21 Oct

Planting Garlic

In all the places where cold winters blanket the Earth, fall is the time for planting garlic. In general, the middle of October is a great time to do so.

Prepare the bed as usual. Make sure that there are no rocks, sticks or weeds and that the bed is in an area that will get at least six (preferably eight) hours of sunlight a day. Adding some organic alfalfa meal, kelp meal and old manure or compost gives the garlic—and the worms—something to eat. Sprinkle the meal on the top; about a coffee can of alfalfa and ½ a coffee can of kelp will suffice with a bed that’s 18 feet long and three feet wide.

014 If you can, it’s nice to add a good ¾ inch of old manure or compost—spread this on top as well.

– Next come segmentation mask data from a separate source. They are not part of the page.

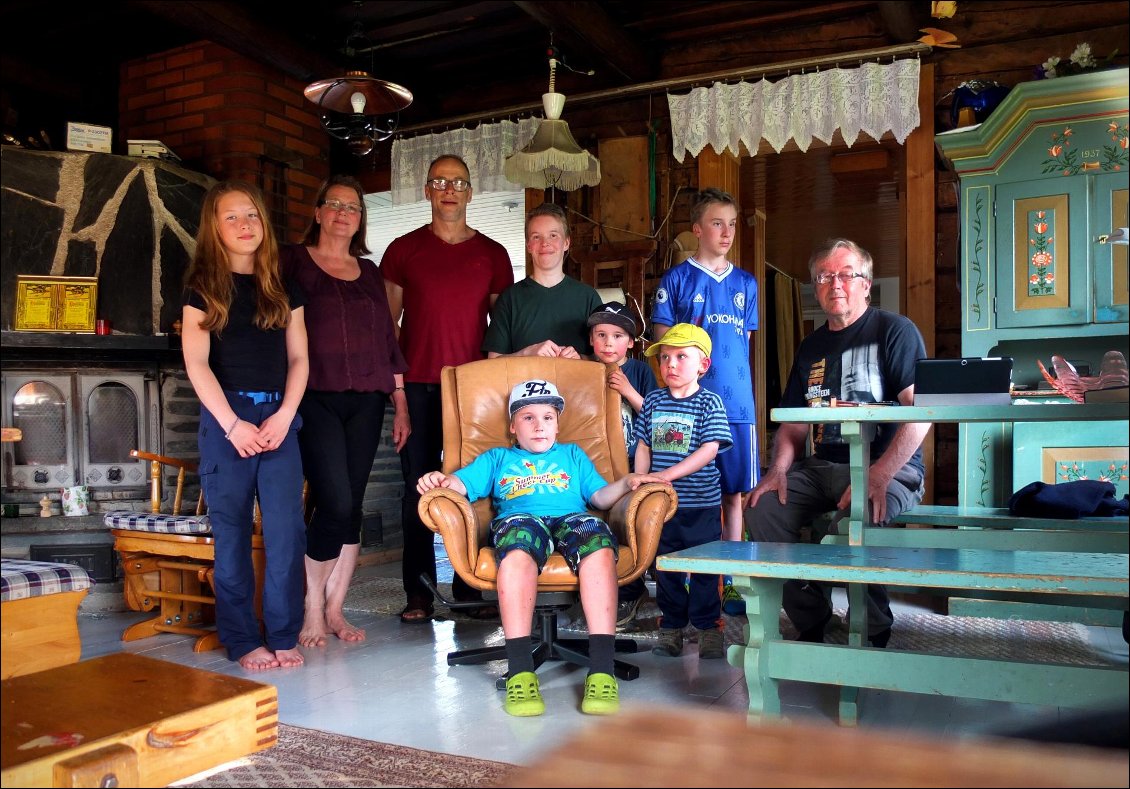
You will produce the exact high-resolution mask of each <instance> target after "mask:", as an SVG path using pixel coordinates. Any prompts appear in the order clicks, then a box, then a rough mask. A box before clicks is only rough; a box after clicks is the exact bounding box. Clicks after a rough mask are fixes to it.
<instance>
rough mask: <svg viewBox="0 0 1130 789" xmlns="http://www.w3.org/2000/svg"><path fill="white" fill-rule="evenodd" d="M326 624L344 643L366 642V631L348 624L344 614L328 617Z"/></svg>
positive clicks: (330, 616)
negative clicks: (365, 631)
mask: <svg viewBox="0 0 1130 789" xmlns="http://www.w3.org/2000/svg"><path fill="white" fill-rule="evenodd" d="M325 624H327V626H328V627H329V628H330V630H331V631H332V632H333V634H334V635H337V636H338V638H339V639H341V640H342V641H364V640H365V631H363V630H362V628H360V627H357V626H355V625H351V624H349V623H348V622H346V617H345V616H344V615H342V614H338V615H337V616H333V615H331V616H328V617H327V618H325Z"/></svg>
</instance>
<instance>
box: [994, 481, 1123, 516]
mask: <svg viewBox="0 0 1130 789" xmlns="http://www.w3.org/2000/svg"><path fill="white" fill-rule="evenodd" d="M1008 513H1009V514H1010V515H1028V517H1038V518H1064V519H1076V518H1084V517H1087V515H1097V517H1104V515H1127V514H1130V494H1128V495H1125V496H1123V497H1122V498H1115V497H1114V485H1112V484H1111V483H1106V482H1101V480H1098V479H1077V480H1075V482H1070V483H1060V484H1059V485H1049V484H1048V483H1029V484H1027V485H1025V486H1024V487H1022V488H1020V489H1019V491H1017V492H1016V493H1014V494H1012V497H1011V498H1009V500H1008Z"/></svg>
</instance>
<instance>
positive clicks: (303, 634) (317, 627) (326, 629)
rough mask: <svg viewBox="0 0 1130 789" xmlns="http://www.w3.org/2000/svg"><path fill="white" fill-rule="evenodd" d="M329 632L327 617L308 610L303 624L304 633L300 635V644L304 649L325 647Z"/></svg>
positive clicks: (298, 633)
mask: <svg viewBox="0 0 1130 789" xmlns="http://www.w3.org/2000/svg"><path fill="white" fill-rule="evenodd" d="M328 632H329V631H328V630H327V627H325V617H324V616H322V614H321V612H312V610H307V612H306V617H305V618H304V619H303V622H302V631H301V632H299V633H298V643H299V644H302V645H303V647H324V645H325V634H327V633H328Z"/></svg>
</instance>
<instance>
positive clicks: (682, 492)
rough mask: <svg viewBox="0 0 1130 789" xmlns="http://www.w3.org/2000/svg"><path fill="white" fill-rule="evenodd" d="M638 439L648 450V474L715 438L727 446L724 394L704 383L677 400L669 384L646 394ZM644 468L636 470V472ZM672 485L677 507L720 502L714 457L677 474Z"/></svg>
mask: <svg viewBox="0 0 1130 789" xmlns="http://www.w3.org/2000/svg"><path fill="white" fill-rule="evenodd" d="M636 440H638V441H642V442H644V443H645V444H646V445H647V446H649V448H650V449H651V469H650V471H651V472H652V474H655V472H657V471H662V470H663V469H668V468H670V467H671V466H675V465H676V463H677V462H679V461H680V460H683V459H684V458H686V457H687V456H689V454H692V453H694V452H695V450H697V449H698V448H699V446H702V445H703V444H705V443H707V442H710V441H716V442H718V443H719V452H724V451H725V450H728V449H730V444H731V443H732V442H731V440H730V425H729V423H728V422H727V418H725V406H723V405H722V398H720V397H719V396H718V394H715V393H714V392H712V391H710V390H709V389H703V388H702V387H699V388H698V391H696V392H695V393H694V394H692V396H690V397H687V398H683V399H681V400H680V399H677V398H673V397H671V392H670V390H668V389H657V390H655V391H653V392H651V393H650V394H647V396H646V397H645V398H644V399H643V408H641V409H640V417H638V418H637V419H636ZM647 470H649V469H642V468H637V469H636V471H637V472H645V471H647ZM672 485H673V487H675V492H676V494H678V496H679V508H680V509H681V508H684V506H720V505H721V504H722V488H721V486H720V485H719V472H718V467H716V466H715V465H714V461H713V460H711V461H710V462H709V463H706V465H705V466H704V467H702V468H701V469H698V470H697V471H695V472H694V474H692V475H689V476H686V477H683V478H680V479H676V480H675V482H673V483H672Z"/></svg>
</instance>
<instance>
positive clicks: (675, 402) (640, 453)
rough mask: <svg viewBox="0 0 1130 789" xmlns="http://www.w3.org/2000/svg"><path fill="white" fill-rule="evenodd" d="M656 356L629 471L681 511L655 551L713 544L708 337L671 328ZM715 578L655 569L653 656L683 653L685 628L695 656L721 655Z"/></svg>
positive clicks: (712, 445) (669, 550)
mask: <svg viewBox="0 0 1130 789" xmlns="http://www.w3.org/2000/svg"><path fill="white" fill-rule="evenodd" d="M645 353H646V355H647V356H658V357H659V372H660V374H661V375H662V378H663V383H664V384H666V389H657V390H655V391H653V392H651V393H650V394H647V396H646V397H645V398H644V400H643V408H641V409H640V417H638V418H637V419H636V439H637V440H638V443H637V444H636V451H635V469H636V471H637V472H647V471H651V474H652V475H653V476H655V477H659V478H660V479H663V480H664V482H669V483H671V485H673V487H675V492H676V493H677V494H678V496H679V508H678V510H677V511H676V513H675V517H673V518H671V520H669V521H668V522H667V523H666V524H664V526H663V531H662V534H661V535H660V538H659V554H667V553H671V552H672V550H681V549H683V548H690V547H694V546H696V545H703V544H704V543H711V541H713V540H716V539H718V538H719V535H720V534H721V532H722V522H721V504H722V493H721V487H720V484H719V470H718V468H716V467H715V465H714V458H716V457H718V454H719V452H723V451H725V450H728V449H729V448H730V444H731V443H732V442H731V437H730V426H729V423H728V422H727V414H725V406H723V405H722V398H720V397H719V396H718V394H715V393H714V392H712V391H710V390H707V389H703V388H702V387H701V385H698V379H699V378H701V376H702V375H703V374H704V373H705V372H706V371H707V370H709V369H710V354H711V339H710V335H707V333H706V332H705V331H704V330H703V329H702V328H699V327H697V326H694V324H692V323H676V324H675V326H672V327H671V328H670V329H668V330H667V332H666V333H664V335H663V336H662V337H661V338H660V339H659V341H658V343H655V344H654V345H652V346H651V347H649V348H647V350H646V352H645ZM718 589H719V578H718V575H703V574H698V573H694V574H692V575H690V582H689V584H684V575H683V573H670V572H659V573H657V580H655V601H657V602H658V604H659V609H660V612H661V613H662V617H661V618H660V622H659V643H657V644H655V647H654V648H653V649H652V652H654V653H655V654H662V656H664V657H678V656H679V654H681V653H683V631H684V628H685V627H686V626H687V625H688V624H693V625H694V626H695V627H696V628H697V630H698V657H699V658H711V659H713V658H722V657H724V652H723V649H722V647H723V643H722V642H723V639H722V631H721V630H720V628H719V621H720V618H721V616H722V610H721V600H720V598H719V593H718Z"/></svg>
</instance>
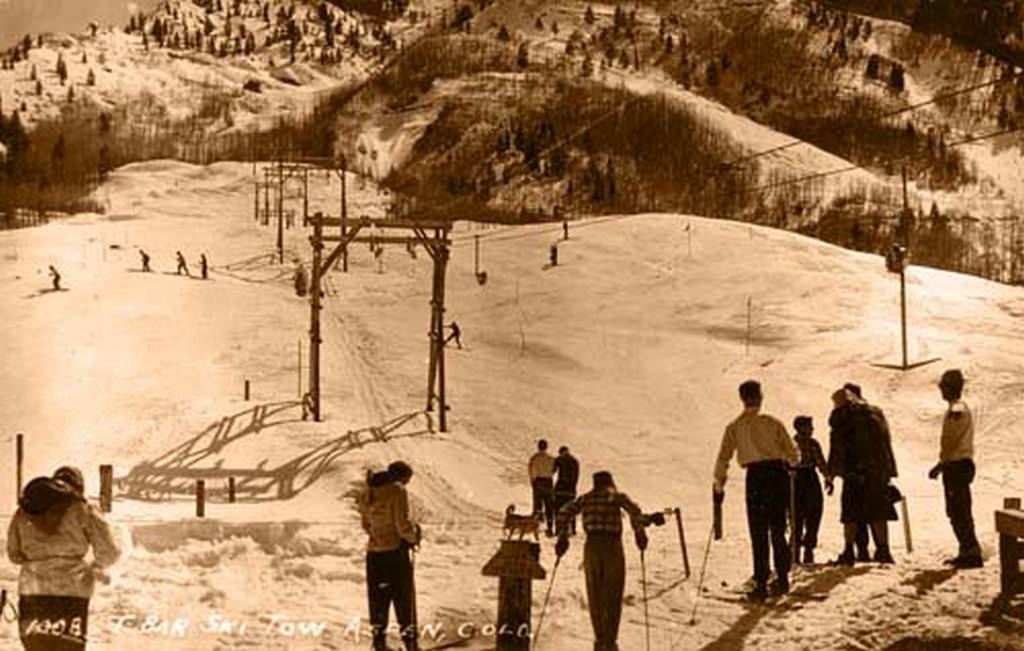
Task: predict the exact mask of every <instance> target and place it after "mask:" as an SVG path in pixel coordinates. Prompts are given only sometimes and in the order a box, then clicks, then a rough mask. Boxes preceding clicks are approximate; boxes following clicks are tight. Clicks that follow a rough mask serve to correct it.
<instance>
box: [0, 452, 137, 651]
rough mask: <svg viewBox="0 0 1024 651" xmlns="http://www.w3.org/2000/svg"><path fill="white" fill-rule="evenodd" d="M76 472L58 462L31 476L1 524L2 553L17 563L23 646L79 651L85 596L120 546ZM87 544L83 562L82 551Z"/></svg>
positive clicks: (81, 637) (88, 611)
mask: <svg viewBox="0 0 1024 651" xmlns="http://www.w3.org/2000/svg"><path fill="white" fill-rule="evenodd" d="M83 490H84V481H82V473H81V471H78V470H77V469H75V468H71V467H65V468H61V469H59V470H58V471H57V472H56V473H55V476H54V477H37V478H36V479H33V480H32V481H30V482H29V483H28V484H27V485H26V487H25V490H24V491H23V494H22V497H20V500H18V509H17V512H16V513H15V514H14V516H13V518H11V521H10V527H9V528H8V530H7V556H8V558H9V559H10V560H11V562H13V563H15V564H16V565H20V567H22V569H20V572H19V575H18V590H17V592H18V604H17V611H18V633H19V635H20V638H22V644H23V645H24V647H25V649H27V650H28V651H36V650H39V651H43V650H45V651H56V650H60V651H81V650H84V649H85V644H86V638H87V635H88V618H89V599H90V598H91V597H92V593H93V589H94V584H95V581H96V580H97V579H98V580H103V576H104V575H103V574H102V570H103V569H104V568H106V567H108V566H110V565H113V564H114V563H115V562H116V561H117V560H118V557H119V556H120V555H121V550H120V549H119V547H118V544H117V541H116V540H115V538H114V535H113V533H112V531H111V528H110V526H109V525H108V524H106V522H105V521H104V520H103V517H102V516H101V515H100V514H99V512H98V511H97V510H96V509H95V507H93V506H91V505H89V504H88V503H87V502H86V501H85V497H84V496H83V494H82V493H83ZM90 548H91V551H92V554H91V556H92V558H91V560H90V562H86V561H85V558H86V556H87V555H88V553H89V551H90Z"/></svg>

Fluff up the soil by inserting a broad fork or a pitchfork every few inches and lifting it up a bit. Rake it flat.

017Now it’s ready to plant. Break apart the garlic cloves using a flat butter-type knife. Using a dibble (a tool specifically designed for planting garlic and onions) or a pointed stick, make holes about five inches deep and five or six inches apart. It’s nice to stagger the rows a bit.

020Place one garlic clove in each hole being sure to place the pointy end up. Cover by brushing some soil over the bulb and fill up the hole.

Garlic can benefit from a little mulch and there are usually lots of leaves on the ground at this time of year which can be used. I place my sunflower stalks on top of the leaves to keep them from blowing away. Or, it can be covered with hay. Tucked in this way for the winter, the garlic will actually grow under the mulch (and snow if there is any!).